In zijn boek Kritiek van de zwarte rede (2015) wijst de uit Kameroen afkomstige filosoof Achille Mbembe onmiddellijk aan het begin op de fundamentele ervaring van onze tijd, namelijk dat Europa niet langer het zwaartepunt van de wereld vormt. In deze cursus zullen we stilstaan bij de vraag wat deze ervaring voor de filosofie en voor het denken in het algemeen betekent.

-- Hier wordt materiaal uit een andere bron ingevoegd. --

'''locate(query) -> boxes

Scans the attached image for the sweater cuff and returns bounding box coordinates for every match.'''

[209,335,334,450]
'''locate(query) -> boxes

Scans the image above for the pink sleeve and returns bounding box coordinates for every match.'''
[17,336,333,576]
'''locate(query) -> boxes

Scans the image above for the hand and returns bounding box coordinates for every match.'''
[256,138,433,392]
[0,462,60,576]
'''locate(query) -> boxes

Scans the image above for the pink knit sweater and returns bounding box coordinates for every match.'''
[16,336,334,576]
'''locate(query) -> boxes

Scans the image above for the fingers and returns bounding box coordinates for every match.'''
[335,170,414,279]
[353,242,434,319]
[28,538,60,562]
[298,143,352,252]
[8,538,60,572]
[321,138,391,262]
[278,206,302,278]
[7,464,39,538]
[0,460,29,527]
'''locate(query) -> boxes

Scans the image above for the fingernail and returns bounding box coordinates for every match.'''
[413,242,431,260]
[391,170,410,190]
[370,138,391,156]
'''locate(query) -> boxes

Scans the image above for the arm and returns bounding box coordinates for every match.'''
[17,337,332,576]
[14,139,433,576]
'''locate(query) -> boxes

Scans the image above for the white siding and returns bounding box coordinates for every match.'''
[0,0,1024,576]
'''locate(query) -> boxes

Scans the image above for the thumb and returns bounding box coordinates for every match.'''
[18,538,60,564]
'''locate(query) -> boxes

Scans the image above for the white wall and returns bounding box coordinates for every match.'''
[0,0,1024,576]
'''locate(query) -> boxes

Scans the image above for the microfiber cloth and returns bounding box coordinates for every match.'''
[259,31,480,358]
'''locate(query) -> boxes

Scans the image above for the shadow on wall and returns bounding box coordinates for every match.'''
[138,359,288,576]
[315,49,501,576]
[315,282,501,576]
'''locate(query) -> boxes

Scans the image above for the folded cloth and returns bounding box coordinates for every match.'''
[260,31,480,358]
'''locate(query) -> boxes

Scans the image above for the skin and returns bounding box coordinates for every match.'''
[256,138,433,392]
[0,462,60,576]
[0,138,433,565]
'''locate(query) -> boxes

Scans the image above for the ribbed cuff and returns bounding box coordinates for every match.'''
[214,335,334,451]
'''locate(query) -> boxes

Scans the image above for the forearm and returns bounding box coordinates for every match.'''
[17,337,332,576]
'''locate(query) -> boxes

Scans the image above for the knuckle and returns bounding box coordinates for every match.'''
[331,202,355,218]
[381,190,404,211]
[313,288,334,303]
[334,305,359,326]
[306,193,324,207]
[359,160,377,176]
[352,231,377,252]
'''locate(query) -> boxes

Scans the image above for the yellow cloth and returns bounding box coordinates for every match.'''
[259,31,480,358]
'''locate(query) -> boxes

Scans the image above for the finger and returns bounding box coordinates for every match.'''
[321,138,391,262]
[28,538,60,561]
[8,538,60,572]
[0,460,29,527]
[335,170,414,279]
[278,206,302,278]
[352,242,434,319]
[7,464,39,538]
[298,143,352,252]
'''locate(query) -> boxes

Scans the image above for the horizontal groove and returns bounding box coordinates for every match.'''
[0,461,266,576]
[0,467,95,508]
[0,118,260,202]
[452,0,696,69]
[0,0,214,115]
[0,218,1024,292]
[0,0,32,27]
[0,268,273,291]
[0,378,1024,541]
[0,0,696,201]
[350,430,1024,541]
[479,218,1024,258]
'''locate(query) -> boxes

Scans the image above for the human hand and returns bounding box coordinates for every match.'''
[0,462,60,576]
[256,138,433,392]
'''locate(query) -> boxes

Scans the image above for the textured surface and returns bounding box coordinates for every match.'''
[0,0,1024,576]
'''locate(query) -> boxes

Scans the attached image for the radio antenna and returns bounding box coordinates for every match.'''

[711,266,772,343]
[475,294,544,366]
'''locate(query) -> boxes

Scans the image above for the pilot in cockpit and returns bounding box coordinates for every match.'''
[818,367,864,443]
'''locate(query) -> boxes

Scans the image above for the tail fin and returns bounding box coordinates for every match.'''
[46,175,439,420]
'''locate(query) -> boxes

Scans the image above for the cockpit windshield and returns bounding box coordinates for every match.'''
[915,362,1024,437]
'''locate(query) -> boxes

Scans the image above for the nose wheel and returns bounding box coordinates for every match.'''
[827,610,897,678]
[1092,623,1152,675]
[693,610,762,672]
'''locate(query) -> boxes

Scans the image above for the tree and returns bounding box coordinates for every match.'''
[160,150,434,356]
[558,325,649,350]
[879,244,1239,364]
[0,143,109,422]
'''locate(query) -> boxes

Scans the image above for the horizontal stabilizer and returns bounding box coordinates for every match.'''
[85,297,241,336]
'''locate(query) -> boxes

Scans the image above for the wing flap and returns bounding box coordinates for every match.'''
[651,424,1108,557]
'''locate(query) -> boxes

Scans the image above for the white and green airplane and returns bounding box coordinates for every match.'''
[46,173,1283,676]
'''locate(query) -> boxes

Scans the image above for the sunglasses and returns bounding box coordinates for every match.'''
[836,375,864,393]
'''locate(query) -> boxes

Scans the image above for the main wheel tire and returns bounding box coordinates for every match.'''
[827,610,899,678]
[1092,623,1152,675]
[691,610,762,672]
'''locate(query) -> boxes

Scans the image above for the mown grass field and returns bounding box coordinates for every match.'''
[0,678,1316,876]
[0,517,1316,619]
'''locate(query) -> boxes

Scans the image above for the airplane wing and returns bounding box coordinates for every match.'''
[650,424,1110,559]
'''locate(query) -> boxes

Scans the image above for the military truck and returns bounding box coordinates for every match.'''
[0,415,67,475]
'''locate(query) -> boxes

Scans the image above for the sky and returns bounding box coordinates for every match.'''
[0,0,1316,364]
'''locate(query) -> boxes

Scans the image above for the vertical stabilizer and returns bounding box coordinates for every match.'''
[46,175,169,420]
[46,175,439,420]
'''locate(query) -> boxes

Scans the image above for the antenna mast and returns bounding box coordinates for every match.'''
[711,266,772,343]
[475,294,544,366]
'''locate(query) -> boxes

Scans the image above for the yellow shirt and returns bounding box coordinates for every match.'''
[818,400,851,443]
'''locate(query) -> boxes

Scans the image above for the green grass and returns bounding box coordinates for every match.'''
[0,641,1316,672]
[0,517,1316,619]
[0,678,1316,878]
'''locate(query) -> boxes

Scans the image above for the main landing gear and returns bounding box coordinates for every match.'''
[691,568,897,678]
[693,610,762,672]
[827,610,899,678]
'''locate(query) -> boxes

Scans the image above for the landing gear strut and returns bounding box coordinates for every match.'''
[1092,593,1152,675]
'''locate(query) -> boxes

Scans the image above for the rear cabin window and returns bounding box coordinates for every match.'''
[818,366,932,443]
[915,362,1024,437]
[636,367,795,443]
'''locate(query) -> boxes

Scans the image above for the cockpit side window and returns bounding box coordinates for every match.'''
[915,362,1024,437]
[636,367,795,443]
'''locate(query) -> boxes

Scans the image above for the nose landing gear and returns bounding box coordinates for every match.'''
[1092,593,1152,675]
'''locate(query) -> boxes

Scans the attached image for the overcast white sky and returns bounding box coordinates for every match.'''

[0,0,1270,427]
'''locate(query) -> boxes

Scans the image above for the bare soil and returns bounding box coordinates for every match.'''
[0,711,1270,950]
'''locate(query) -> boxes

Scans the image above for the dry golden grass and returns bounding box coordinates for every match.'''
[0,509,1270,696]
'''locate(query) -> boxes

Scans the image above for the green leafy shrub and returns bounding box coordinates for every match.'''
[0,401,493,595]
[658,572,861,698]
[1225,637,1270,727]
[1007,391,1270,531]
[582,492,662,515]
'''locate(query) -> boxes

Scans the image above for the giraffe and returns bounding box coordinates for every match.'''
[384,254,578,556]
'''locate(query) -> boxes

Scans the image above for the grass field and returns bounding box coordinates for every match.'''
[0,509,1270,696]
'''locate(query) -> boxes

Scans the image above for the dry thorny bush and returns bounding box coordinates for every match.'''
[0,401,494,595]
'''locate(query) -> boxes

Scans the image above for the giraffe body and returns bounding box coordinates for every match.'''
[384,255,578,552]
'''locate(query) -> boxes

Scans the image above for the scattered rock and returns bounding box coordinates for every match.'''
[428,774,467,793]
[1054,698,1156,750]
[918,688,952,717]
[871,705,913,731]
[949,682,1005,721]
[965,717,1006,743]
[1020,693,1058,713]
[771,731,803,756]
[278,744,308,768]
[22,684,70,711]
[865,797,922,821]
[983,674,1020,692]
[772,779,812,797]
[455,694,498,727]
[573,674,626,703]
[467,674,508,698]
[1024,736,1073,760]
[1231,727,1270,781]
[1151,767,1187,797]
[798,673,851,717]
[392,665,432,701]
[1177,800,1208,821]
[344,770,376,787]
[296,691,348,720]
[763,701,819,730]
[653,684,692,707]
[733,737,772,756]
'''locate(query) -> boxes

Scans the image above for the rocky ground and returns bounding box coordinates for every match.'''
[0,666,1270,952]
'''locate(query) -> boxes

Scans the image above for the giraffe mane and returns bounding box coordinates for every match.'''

In de geschiedenis van de filosofie werden de mensen van Afrikaanse origine eeuwenlang opgevoerd als ‘het prototype van een premenselijke figuur’, dat wil zeggen een wezen dat nog opgesloten zit in een dierlijke fase. Geketend door de onmiddellijkheid van de biologische noodzakelijkheid werd de neger gezien als iemand die niet in staat is op te klimmen naar de orde van het bemiddelende begrip en een eigen wereld in te richten. Helaas waren zulke gedachten geen vooroordelen die louter leefden in de perverse geest van enkele rabiate racisten, maar werden ze ook gedeeld door grote denkers als Kant en Hegel, die toch altijd worden opgevoerd als belangrijke erfgenamen van de Verlichting. Het westerse filosofische vertoog blijkt van oudsher te worden gedomineerd door een logica van de uitsluiting, waarvan met name de zwarte mensen het slachtoffer zijn geworden. Steeds weer opnieuw worden ze als gevolg van de werking van deze logica verbannen naar een niet-menselijk buiten, naar ‘de naamloze nacht van de wereld’ aan gene zijde van begrip en taal.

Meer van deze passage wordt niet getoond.